British lenders had a torrid 2019, with expensive misconduct charges denting their balance sheets and Brexit uncertainty casting gloom over the economy.
S&P’s report said a “rosier view” was appropriate after such a bruising year, predicting that banks would have an easier time in 2020.
The rating giant said that the arrival of some political certainty which came with Boris Johnson’s thumping election victory reaffirmed its judgement that UK banks are “stable”.
Nonetheless, it said that with interest rates set to stay at the ultra-low level of 0.75 per cent, banks’ earnings potential would remain muted. Low rates limit the so-called net interest margin of banks – the difference between the amount they pay out on deposits and what they can earn from investments.
“Fundamentally, it’s not that easy nowadays for a bank to make very strong returns,” said S&P’s financial institutions group director Nigel Greenwood.
Technological disruption will also prevent banks from “roaring” into the 2020s, S&P said. Challenger banks and fintech companies are responding to new ways of banking and competing against established high-street lenders for customers.
“I don’t think it would be surprising if there are merger and acquisition developments,” Greenwood said, “and of course that change in the political backdrop may make some firms more willing to do transactions than previously”.

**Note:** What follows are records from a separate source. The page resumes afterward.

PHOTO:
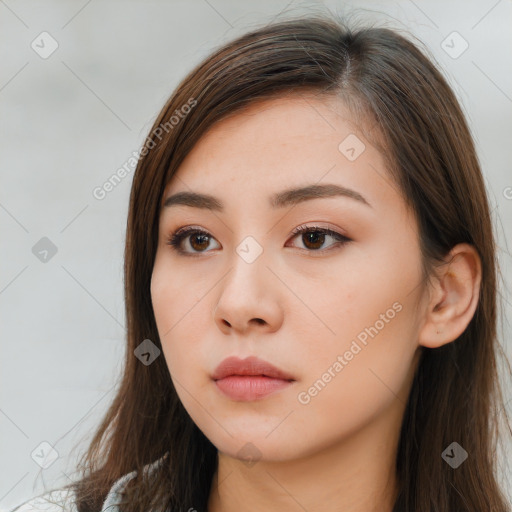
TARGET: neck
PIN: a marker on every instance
(357, 474)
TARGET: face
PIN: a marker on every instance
(323, 285)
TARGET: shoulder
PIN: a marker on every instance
(58, 500)
(63, 500)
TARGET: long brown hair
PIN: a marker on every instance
(391, 85)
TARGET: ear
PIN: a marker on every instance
(454, 297)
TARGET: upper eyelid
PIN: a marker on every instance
(184, 232)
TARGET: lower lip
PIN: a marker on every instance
(251, 387)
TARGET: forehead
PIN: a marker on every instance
(277, 143)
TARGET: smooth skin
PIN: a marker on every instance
(299, 305)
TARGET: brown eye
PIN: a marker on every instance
(314, 237)
(197, 239)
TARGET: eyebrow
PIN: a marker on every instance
(289, 197)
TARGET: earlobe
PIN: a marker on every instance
(454, 298)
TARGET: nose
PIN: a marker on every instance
(250, 299)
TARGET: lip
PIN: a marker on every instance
(249, 379)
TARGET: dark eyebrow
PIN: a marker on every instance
(283, 199)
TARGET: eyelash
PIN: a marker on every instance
(175, 239)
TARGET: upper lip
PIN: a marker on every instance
(250, 366)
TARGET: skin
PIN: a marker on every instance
(337, 452)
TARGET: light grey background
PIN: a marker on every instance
(71, 120)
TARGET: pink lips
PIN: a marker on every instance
(250, 378)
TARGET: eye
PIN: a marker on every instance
(313, 237)
(196, 238)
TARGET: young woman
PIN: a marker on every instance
(311, 291)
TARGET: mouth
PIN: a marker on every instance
(250, 379)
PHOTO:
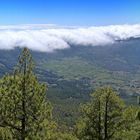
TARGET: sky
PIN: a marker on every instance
(70, 12)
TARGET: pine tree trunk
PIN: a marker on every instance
(23, 132)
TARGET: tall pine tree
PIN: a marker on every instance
(24, 109)
(102, 117)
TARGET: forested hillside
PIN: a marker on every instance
(72, 74)
(27, 114)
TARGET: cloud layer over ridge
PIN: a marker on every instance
(47, 38)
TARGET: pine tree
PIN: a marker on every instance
(102, 117)
(24, 108)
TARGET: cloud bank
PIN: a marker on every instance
(47, 38)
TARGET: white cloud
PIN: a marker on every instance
(47, 38)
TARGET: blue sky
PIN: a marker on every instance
(70, 12)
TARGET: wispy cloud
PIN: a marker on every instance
(48, 38)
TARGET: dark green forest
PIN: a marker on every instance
(28, 111)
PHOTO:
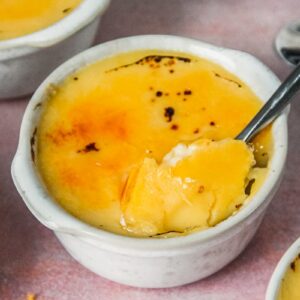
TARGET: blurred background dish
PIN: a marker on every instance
(26, 60)
(284, 284)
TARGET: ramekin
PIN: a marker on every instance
(143, 262)
(27, 60)
(280, 270)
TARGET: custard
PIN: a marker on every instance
(115, 144)
(22, 17)
(290, 285)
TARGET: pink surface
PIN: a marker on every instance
(31, 258)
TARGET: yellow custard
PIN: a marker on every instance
(109, 135)
(290, 285)
(21, 17)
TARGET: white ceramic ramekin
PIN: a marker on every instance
(279, 272)
(151, 262)
(26, 61)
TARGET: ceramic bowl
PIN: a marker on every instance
(280, 270)
(27, 60)
(149, 262)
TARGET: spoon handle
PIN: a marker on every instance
(278, 101)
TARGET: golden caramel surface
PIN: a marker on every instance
(117, 118)
(21, 17)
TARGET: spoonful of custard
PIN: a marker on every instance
(198, 185)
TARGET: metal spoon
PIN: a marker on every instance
(287, 43)
(272, 108)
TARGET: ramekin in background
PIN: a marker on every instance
(280, 271)
(149, 262)
(27, 60)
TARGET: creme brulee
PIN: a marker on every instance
(290, 285)
(142, 144)
(22, 17)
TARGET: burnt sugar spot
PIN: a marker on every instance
(89, 148)
(249, 186)
(159, 93)
(154, 61)
(293, 266)
(66, 10)
(187, 92)
(228, 79)
(169, 113)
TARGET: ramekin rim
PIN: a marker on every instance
(67, 68)
(79, 17)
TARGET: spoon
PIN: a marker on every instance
(287, 43)
(272, 108)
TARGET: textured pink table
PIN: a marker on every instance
(32, 260)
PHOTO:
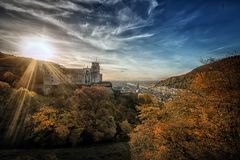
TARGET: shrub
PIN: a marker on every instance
(97, 112)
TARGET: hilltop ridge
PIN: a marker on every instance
(221, 74)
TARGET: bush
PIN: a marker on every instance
(53, 127)
(97, 113)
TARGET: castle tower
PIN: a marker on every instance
(95, 72)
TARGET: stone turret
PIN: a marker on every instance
(95, 73)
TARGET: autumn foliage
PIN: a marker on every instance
(202, 123)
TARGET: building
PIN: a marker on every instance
(54, 76)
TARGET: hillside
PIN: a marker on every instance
(202, 122)
(222, 74)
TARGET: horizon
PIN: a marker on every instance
(145, 40)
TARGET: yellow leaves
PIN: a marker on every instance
(157, 131)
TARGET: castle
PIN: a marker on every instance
(72, 76)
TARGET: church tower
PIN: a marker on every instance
(95, 72)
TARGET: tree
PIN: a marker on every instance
(95, 104)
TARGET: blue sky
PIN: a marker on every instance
(132, 39)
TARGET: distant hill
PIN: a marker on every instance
(221, 74)
(202, 122)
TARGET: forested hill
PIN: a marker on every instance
(201, 122)
(221, 74)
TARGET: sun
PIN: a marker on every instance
(37, 48)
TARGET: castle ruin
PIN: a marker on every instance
(72, 76)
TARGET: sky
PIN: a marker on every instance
(132, 39)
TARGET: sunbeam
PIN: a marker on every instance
(18, 100)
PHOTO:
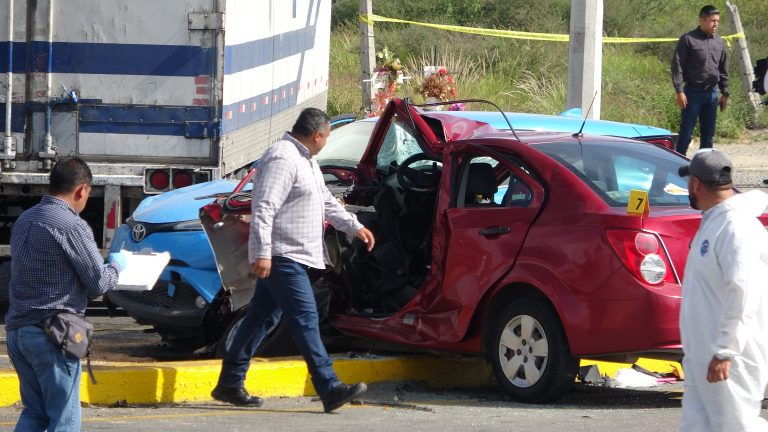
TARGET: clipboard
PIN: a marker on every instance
(142, 270)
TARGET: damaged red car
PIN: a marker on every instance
(515, 245)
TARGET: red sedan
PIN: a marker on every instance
(516, 245)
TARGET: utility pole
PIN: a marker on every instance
(743, 58)
(585, 57)
(367, 55)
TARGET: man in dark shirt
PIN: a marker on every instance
(701, 63)
(55, 266)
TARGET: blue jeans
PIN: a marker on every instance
(702, 107)
(287, 290)
(49, 382)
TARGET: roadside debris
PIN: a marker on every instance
(633, 377)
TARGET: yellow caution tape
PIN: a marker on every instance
(371, 18)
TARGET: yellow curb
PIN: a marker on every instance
(167, 382)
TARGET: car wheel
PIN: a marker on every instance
(5, 281)
(529, 353)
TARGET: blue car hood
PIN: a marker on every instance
(181, 204)
(561, 123)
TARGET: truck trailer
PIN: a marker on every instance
(153, 95)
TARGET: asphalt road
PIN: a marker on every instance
(405, 407)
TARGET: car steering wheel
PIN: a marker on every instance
(412, 179)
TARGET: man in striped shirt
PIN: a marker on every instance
(55, 267)
(290, 204)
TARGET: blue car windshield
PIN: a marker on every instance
(613, 169)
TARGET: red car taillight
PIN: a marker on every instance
(642, 254)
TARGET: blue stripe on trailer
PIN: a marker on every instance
(112, 59)
(249, 55)
(17, 117)
(188, 121)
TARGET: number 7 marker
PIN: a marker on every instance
(638, 202)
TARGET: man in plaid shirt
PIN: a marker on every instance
(290, 204)
(55, 267)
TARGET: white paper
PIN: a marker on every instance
(142, 270)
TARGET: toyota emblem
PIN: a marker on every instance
(138, 232)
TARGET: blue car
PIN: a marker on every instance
(191, 309)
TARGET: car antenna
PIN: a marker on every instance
(579, 134)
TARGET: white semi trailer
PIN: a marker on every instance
(154, 95)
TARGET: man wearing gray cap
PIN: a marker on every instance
(724, 310)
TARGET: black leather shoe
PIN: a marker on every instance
(236, 396)
(341, 395)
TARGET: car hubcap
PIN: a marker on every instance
(523, 351)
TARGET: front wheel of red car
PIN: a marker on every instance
(529, 353)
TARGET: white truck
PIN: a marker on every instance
(154, 95)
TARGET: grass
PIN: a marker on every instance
(531, 76)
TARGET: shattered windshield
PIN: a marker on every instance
(346, 145)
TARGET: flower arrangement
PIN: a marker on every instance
(439, 85)
(388, 76)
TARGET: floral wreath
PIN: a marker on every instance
(439, 85)
(390, 70)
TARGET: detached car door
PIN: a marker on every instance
(494, 201)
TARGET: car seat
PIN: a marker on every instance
(481, 186)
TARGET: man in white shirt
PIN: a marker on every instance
(290, 204)
(724, 310)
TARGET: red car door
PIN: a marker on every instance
(484, 230)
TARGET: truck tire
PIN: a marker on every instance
(529, 353)
(5, 280)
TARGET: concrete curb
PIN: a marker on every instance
(171, 382)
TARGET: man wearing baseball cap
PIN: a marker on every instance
(724, 310)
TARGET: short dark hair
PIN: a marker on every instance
(715, 186)
(310, 120)
(708, 10)
(68, 174)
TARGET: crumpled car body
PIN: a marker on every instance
(518, 245)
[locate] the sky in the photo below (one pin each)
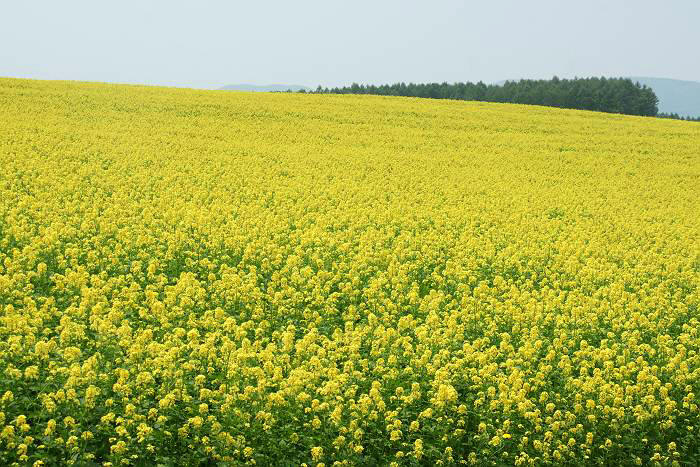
(208, 44)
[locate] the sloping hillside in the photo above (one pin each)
(216, 278)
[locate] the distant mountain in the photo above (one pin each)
(675, 96)
(265, 88)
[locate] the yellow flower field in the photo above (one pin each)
(206, 277)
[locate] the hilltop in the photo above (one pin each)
(265, 87)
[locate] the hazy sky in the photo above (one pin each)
(213, 43)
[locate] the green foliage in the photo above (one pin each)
(616, 95)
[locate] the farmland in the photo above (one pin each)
(200, 277)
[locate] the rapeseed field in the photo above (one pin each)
(200, 277)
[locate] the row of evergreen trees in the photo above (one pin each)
(617, 95)
(675, 116)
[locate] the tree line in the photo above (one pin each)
(615, 95)
(675, 116)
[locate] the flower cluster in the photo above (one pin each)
(192, 277)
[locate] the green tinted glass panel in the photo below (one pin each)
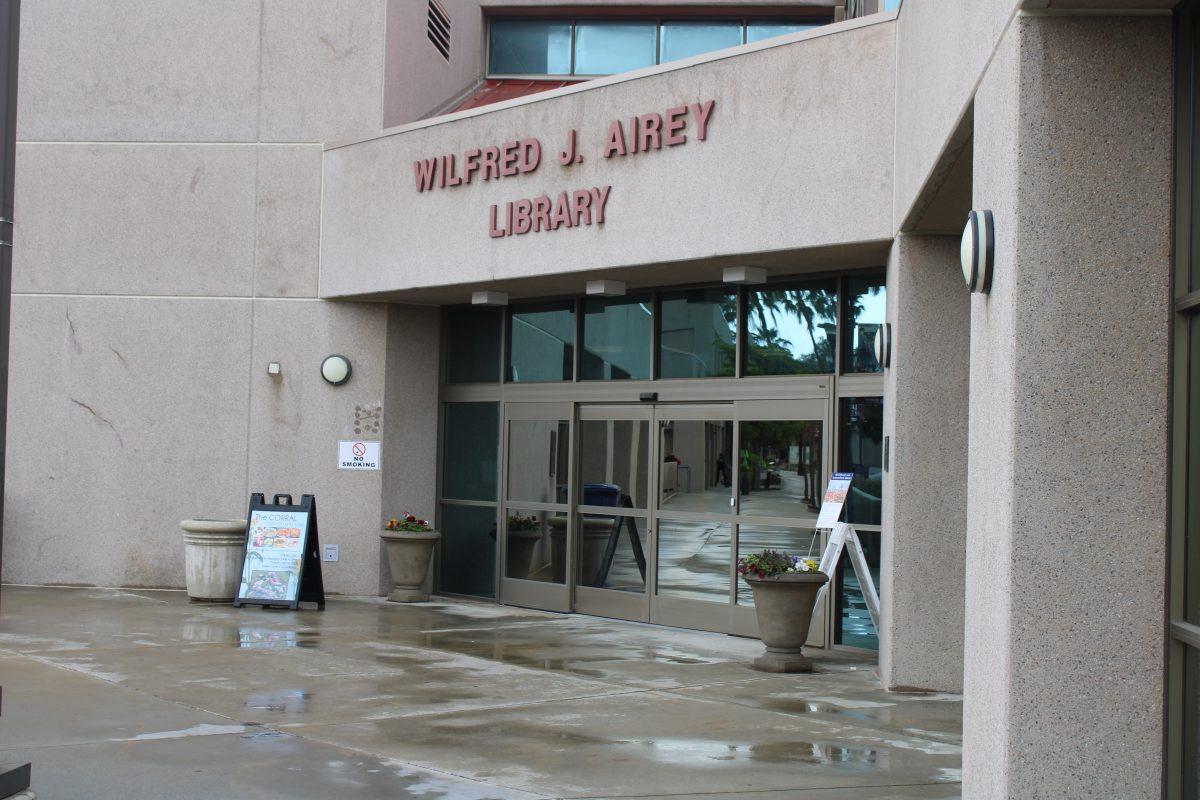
(756, 539)
(616, 338)
(529, 47)
(1192, 540)
(682, 40)
(472, 346)
(468, 551)
(697, 334)
(780, 469)
(792, 329)
(694, 559)
(852, 621)
(759, 31)
(606, 47)
(864, 314)
(535, 545)
(1192, 723)
(862, 453)
(541, 342)
(469, 437)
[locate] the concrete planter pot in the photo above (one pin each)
(213, 553)
(784, 606)
(408, 560)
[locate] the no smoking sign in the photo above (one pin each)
(358, 455)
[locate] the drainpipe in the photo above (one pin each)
(13, 779)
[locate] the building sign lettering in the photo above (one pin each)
(573, 208)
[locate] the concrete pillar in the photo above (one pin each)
(409, 458)
(925, 483)
(1068, 471)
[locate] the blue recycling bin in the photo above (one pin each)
(601, 494)
(595, 494)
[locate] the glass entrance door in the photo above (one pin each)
(613, 540)
(669, 497)
(535, 515)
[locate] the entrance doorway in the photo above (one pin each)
(641, 511)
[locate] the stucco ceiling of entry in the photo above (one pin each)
(785, 263)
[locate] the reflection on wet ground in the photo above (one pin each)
(143, 695)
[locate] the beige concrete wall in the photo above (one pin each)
(166, 250)
(419, 82)
(925, 486)
(798, 156)
(942, 47)
(1068, 471)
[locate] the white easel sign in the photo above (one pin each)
(844, 536)
(834, 499)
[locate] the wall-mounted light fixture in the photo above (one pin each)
(978, 252)
(606, 288)
(883, 346)
(489, 299)
(336, 370)
(744, 275)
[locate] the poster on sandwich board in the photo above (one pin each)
(280, 564)
(834, 499)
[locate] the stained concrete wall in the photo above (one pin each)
(166, 250)
(942, 48)
(798, 156)
(1067, 511)
(411, 53)
(925, 485)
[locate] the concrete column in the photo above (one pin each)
(411, 417)
(925, 483)
(1068, 473)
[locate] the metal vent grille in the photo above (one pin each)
(438, 29)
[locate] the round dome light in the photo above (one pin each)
(978, 251)
(336, 370)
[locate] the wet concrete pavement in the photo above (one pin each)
(144, 695)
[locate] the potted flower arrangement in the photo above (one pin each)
(785, 591)
(525, 533)
(409, 542)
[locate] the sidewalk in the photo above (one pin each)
(143, 695)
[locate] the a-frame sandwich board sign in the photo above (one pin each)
(281, 555)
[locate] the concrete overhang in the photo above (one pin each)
(793, 174)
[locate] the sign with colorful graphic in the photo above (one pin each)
(834, 499)
(280, 564)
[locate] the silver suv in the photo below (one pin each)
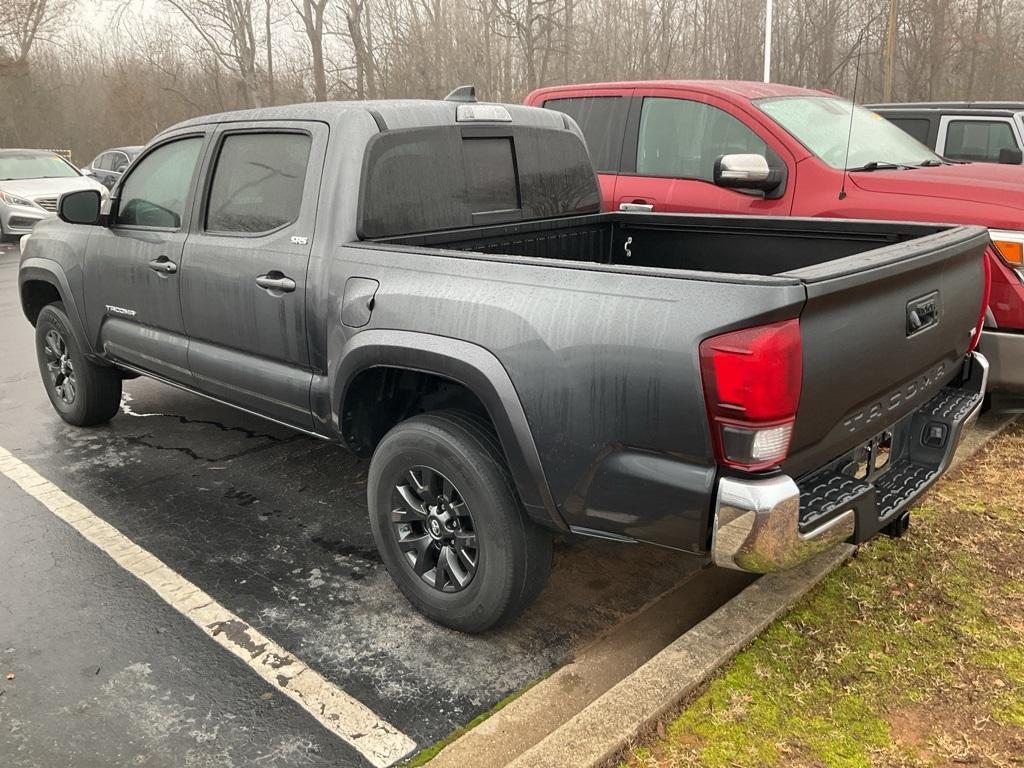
(31, 183)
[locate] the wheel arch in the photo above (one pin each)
(42, 281)
(465, 366)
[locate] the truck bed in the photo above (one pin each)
(852, 284)
(707, 244)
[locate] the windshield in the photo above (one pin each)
(14, 166)
(822, 124)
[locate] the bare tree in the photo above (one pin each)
(226, 29)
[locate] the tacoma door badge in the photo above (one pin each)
(922, 313)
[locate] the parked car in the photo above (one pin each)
(975, 131)
(719, 146)
(31, 182)
(431, 284)
(110, 165)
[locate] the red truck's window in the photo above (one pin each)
(978, 139)
(602, 120)
(682, 139)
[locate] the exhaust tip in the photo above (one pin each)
(898, 527)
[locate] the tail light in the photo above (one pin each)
(985, 296)
(1012, 251)
(752, 383)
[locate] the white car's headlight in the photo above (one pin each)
(14, 200)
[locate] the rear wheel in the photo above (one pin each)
(82, 392)
(449, 525)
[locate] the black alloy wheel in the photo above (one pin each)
(448, 522)
(434, 528)
(59, 367)
(84, 392)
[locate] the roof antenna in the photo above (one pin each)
(849, 135)
(466, 93)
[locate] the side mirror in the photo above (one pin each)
(745, 172)
(1011, 156)
(81, 207)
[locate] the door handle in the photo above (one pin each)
(275, 282)
(163, 265)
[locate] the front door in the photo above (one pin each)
(673, 140)
(244, 285)
(132, 267)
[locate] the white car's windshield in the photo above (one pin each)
(16, 166)
(822, 124)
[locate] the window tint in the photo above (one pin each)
(683, 139)
(258, 181)
(978, 139)
(491, 178)
(155, 194)
(602, 120)
(426, 179)
(916, 127)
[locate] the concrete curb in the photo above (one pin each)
(600, 732)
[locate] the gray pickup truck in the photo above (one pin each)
(433, 286)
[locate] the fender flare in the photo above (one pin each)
(477, 370)
(39, 269)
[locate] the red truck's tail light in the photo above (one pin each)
(752, 383)
(1011, 251)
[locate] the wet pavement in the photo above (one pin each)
(273, 525)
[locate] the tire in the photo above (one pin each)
(449, 467)
(82, 392)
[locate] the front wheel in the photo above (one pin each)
(449, 525)
(82, 392)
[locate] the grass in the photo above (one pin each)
(909, 654)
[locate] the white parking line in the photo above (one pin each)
(377, 740)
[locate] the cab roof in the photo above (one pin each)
(951, 105)
(745, 89)
(389, 114)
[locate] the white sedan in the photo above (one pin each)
(31, 183)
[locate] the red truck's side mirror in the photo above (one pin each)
(745, 172)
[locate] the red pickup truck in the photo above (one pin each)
(739, 147)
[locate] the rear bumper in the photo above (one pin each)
(762, 525)
(1005, 350)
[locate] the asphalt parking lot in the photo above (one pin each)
(273, 525)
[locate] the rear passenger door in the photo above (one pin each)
(673, 138)
(244, 280)
(601, 115)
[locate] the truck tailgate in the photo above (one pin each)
(882, 333)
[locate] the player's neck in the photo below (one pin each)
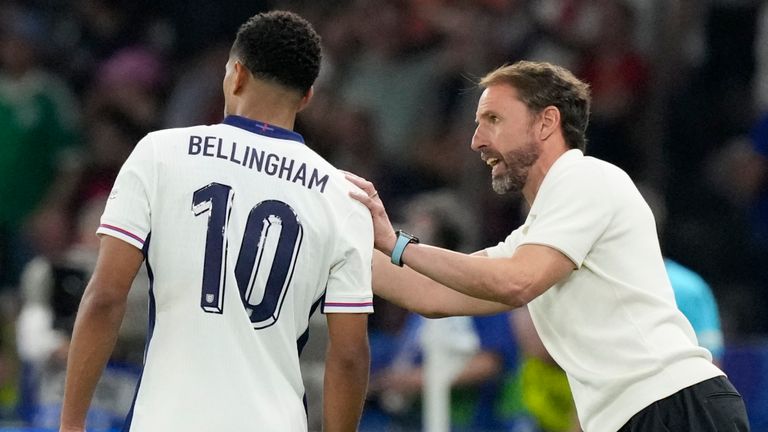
(268, 104)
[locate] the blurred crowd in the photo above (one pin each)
(680, 101)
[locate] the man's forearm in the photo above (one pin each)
(409, 289)
(344, 390)
(93, 339)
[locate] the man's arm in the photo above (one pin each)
(513, 281)
(346, 371)
(413, 291)
(98, 321)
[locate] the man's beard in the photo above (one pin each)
(518, 165)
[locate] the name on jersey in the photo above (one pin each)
(268, 163)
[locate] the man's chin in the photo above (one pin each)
(503, 186)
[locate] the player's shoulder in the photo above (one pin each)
(161, 135)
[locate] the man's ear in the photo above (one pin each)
(550, 122)
(241, 77)
(306, 98)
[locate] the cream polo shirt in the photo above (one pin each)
(612, 324)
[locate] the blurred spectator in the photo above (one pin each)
(618, 77)
(132, 81)
(693, 295)
(196, 96)
(51, 291)
(394, 77)
(111, 135)
(37, 124)
(540, 387)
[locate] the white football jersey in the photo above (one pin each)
(245, 231)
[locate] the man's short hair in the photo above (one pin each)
(281, 47)
(541, 84)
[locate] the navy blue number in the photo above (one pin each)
(272, 225)
(272, 240)
(216, 200)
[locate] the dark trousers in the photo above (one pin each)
(713, 405)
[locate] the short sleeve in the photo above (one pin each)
(573, 216)
(126, 215)
(349, 283)
(505, 248)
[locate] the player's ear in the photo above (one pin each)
(550, 121)
(241, 77)
(306, 98)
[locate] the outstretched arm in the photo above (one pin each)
(346, 371)
(413, 291)
(98, 321)
(513, 281)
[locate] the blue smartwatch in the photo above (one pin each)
(403, 240)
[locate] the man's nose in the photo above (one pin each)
(478, 142)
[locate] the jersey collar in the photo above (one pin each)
(264, 129)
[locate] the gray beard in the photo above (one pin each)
(516, 175)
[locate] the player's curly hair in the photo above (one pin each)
(281, 47)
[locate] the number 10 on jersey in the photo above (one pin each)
(272, 232)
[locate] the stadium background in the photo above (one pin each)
(680, 102)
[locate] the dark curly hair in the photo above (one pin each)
(281, 47)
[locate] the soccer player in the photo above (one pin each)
(245, 231)
(587, 262)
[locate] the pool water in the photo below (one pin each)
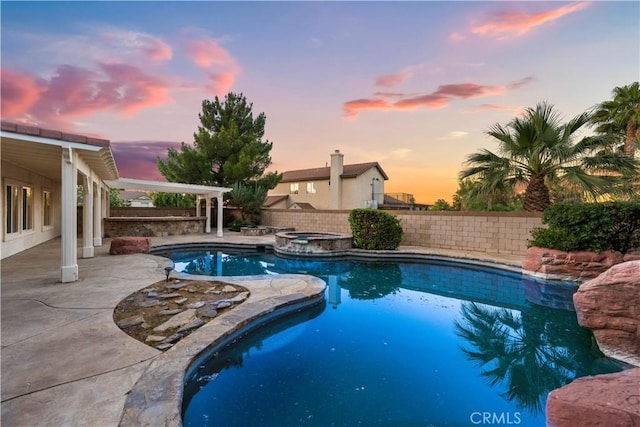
(397, 344)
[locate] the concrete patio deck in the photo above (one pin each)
(63, 359)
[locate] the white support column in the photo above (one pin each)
(69, 268)
(97, 215)
(87, 217)
(220, 215)
(207, 227)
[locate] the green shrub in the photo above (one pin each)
(375, 230)
(591, 227)
(238, 223)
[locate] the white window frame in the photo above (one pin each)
(311, 187)
(22, 208)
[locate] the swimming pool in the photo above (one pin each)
(398, 344)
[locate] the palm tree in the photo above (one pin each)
(621, 116)
(537, 147)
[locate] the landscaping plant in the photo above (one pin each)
(375, 230)
(593, 227)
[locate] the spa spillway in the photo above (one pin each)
(312, 244)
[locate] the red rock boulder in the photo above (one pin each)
(554, 264)
(130, 245)
(610, 306)
(602, 400)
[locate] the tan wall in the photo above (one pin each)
(492, 232)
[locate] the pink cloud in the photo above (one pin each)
(76, 92)
(221, 83)
(520, 83)
(124, 43)
(19, 92)
(205, 53)
(352, 108)
(493, 107)
(504, 24)
(390, 80)
(138, 159)
(468, 90)
(390, 94)
(430, 100)
(437, 99)
(128, 89)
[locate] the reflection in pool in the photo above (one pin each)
(402, 344)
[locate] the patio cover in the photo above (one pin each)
(203, 191)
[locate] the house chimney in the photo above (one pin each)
(335, 183)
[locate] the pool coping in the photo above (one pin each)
(156, 397)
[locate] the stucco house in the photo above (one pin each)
(40, 173)
(338, 186)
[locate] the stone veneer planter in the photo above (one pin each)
(153, 226)
(552, 264)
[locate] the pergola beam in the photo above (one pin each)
(203, 191)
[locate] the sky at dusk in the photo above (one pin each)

S&P raised the possibility that big tech firms could be drawn to “the large and innovative nature of the UK banking sector”. It suggested that partnerships similar to that between Apple and Goldman Sachs in the US could develop.
Although Johnson’s election victory has certainly cheered many in the City, S&P said any benefit may prove to be “transitory” as the UK enters tough trade negotiations with the EU.
The report said: “Brexit is more of a process than an event and the UK’s future relationship with the EU remains uncertain.”